Constraining the mass of light bosonic dark matter using SDSS Lyman-α forest

If a significant fraction of the dark matter in the Universe is made of an ultra-light scalar field, named fuzzy dark matter (FDM) with a mass $m_a$ of the order of $10^{-22}-10^{-21}$ eV, then its de Broglie wavelength is large enough to impact the physics of large scale structure formation. In particular, the associated cut-off in the linear matter power spectrum modifies the structure of the intergalactic medium (IGM) at the scales probed by the Lyman-$\alpha$ forest of distant quasars. We study this effect by making use of dedicated cosmological simulations which take into account the hydrodynamics of the IGM. We explore heuristically the amplitude of quantum pressure for the FDM masses considered here and conclude that quantum effects should not modify significantly the non-linear evolution of matter density at the scales relevant to the measured Lyman-$\alpha$ flux power, and for $m_a \geq 10^{-22}$ eV. We derive a scaling law between $m_a$ and the mass of the well-studied thermal warm dark matter (WDM) model that is best adapted to the Lyman-$\alpha$ forest data, and differs significantly from the one infered by a simple linear extrapolation.

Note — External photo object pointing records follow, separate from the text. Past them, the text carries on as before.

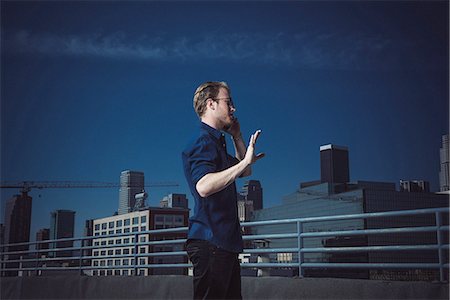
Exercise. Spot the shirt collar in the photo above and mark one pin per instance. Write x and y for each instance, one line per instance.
(214, 132)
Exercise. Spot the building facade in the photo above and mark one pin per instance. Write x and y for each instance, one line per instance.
(334, 164)
(250, 198)
(444, 172)
(18, 220)
(339, 197)
(126, 253)
(131, 184)
(414, 186)
(174, 201)
(62, 225)
(17, 228)
(41, 236)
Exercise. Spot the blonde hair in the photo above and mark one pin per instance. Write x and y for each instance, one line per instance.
(205, 91)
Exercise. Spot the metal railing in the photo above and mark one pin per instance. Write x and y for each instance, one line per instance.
(27, 261)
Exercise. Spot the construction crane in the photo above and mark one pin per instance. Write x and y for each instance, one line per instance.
(26, 186)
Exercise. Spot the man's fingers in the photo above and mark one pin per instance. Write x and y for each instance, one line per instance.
(260, 155)
(254, 137)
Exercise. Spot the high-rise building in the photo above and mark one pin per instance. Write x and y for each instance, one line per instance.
(2, 234)
(17, 228)
(18, 220)
(414, 186)
(250, 198)
(133, 225)
(354, 198)
(252, 191)
(444, 173)
(131, 184)
(41, 236)
(334, 167)
(174, 200)
(62, 224)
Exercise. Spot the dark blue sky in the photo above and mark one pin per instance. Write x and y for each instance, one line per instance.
(89, 89)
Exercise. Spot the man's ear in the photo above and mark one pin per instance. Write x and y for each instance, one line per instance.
(210, 103)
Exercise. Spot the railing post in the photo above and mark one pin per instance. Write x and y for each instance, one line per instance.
(37, 258)
(300, 246)
(439, 242)
(81, 256)
(136, 248)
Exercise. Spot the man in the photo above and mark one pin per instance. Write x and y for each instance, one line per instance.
(214, 238)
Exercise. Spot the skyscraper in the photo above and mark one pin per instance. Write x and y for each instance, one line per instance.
(17, 228)
(131, 183)
(334, 167)
(252, 191)
(174, 200)
(42, 235)
(444, 172)
(414, 186)
(18, 220)
(62, 226)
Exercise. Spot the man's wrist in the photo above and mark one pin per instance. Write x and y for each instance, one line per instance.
(237, 137)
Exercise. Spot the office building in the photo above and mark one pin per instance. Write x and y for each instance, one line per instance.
(2, 234)
(18, 220)
(250, 198)
(17, 229)
(128, 227)
(252, 191)
(62, 225)
(444, 172)
(174, 201)
(131, 184)
(414, 186)
(41, 236)
(353, 198)
(334, 166)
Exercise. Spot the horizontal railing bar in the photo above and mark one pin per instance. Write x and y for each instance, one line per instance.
(166, 242)
(271, 250)
(346, 217)
(98, 237)
(375, 265)
(270, 236)
(373, 231)
(370, 248)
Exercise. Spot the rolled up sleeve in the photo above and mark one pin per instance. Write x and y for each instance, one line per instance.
(203, 159)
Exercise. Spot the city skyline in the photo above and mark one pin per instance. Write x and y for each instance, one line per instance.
(85, 97)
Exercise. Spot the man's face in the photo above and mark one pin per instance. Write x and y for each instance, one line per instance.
(224, 108)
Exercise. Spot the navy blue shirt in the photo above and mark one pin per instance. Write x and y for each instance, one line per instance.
(215, 217)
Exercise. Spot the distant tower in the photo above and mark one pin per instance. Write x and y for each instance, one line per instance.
(414, 186)
(131, 183)
(252, 191)
(174, 201)
(249, 200)
(444, 172)
(334, 166)
(18, 220)
(42, 235)
(62, 225)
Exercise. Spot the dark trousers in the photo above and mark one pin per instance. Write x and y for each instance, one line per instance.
(217, 273)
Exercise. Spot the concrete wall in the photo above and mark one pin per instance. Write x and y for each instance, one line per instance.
(180, 287)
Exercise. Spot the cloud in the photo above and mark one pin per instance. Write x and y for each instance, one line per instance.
(308, 50)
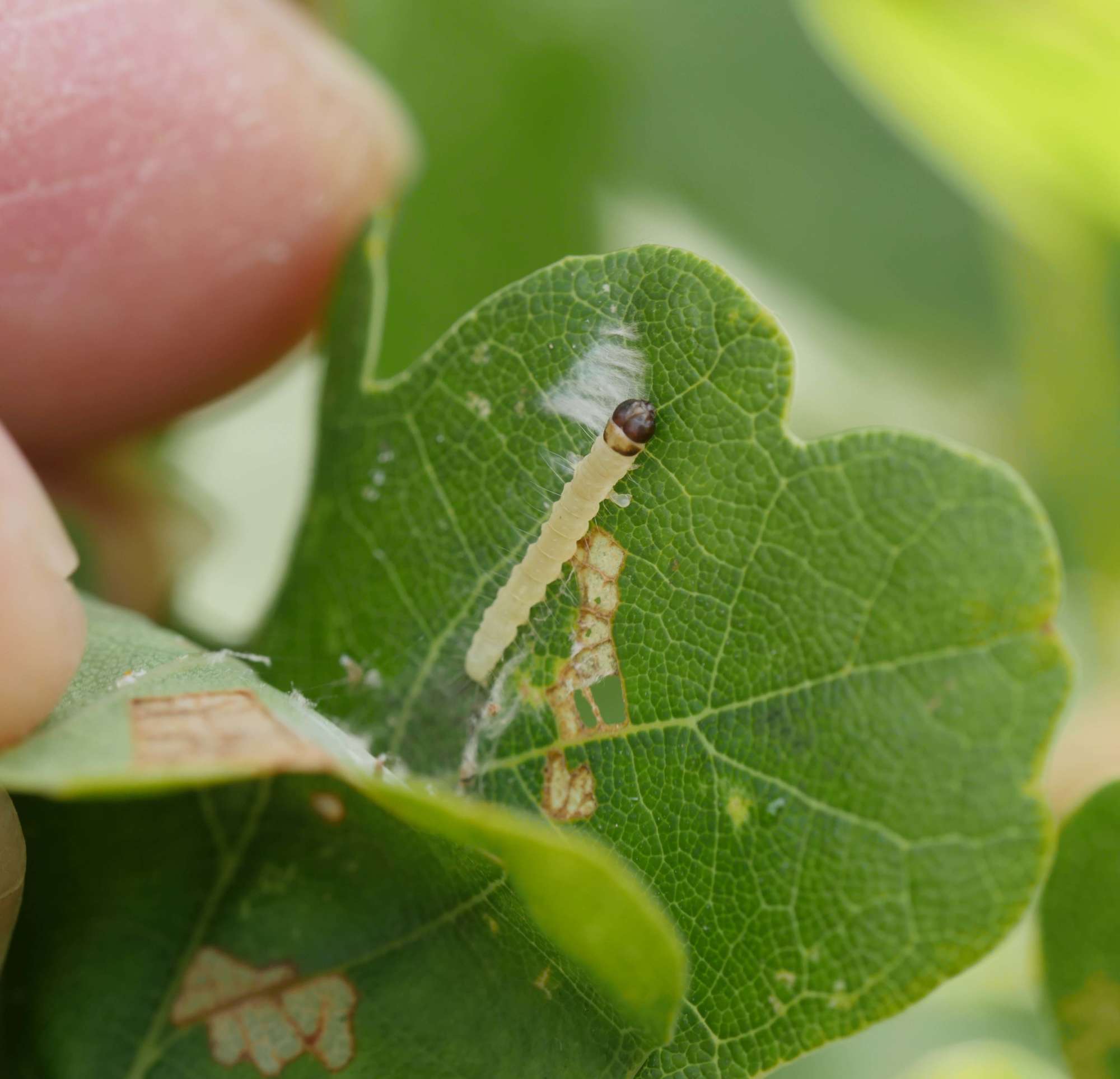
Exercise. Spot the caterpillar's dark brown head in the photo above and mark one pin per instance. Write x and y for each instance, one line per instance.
(638, 420)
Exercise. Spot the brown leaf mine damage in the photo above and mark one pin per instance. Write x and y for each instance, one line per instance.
(226, 728)
(265, 1016)
(599, 563)
(567, 795)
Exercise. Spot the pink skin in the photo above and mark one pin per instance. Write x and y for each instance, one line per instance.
(179, 179)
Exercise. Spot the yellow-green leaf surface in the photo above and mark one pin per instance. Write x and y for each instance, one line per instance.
(435, 924)
(983, 1061)
(1081, 937)
(837, 667)
(1021, 99)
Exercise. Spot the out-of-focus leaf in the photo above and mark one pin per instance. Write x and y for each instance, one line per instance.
(1020, 100)
(983, 1061)
(1081, 937)
(530, 112)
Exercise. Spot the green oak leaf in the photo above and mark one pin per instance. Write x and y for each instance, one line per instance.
(450, 936)
(1081, 937)
(836, 657)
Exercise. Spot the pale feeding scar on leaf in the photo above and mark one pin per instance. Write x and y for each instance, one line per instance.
(604, 370)
(266, 1016)
(599, 562)
(222, 728)
(567, 794)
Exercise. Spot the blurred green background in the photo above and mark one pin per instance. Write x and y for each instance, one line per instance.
(927, 194)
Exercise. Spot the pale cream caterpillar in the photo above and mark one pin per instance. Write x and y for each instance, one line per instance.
(630, 428)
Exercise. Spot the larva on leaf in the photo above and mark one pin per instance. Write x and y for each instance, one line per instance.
(630, 428)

By comparing FDM simulations with the Lyman-$\alpha$ flux power spectra determined from the BOSS survey, and marginalizing over relevant nuisance parameters, we exclude FDM masses in the range $10^{-22} \leq m_a < 2.3\times 10^{-21}$ eV at 95 % CL. Adding higher-resolution Lyman-$\alpha$ spectra extends the exclusion range up to $2.9\times 10^{-21}$ eV. This provides a significant constraint on FDM models tailored to solve the "small-scale problems" of $\Lambda$CDM.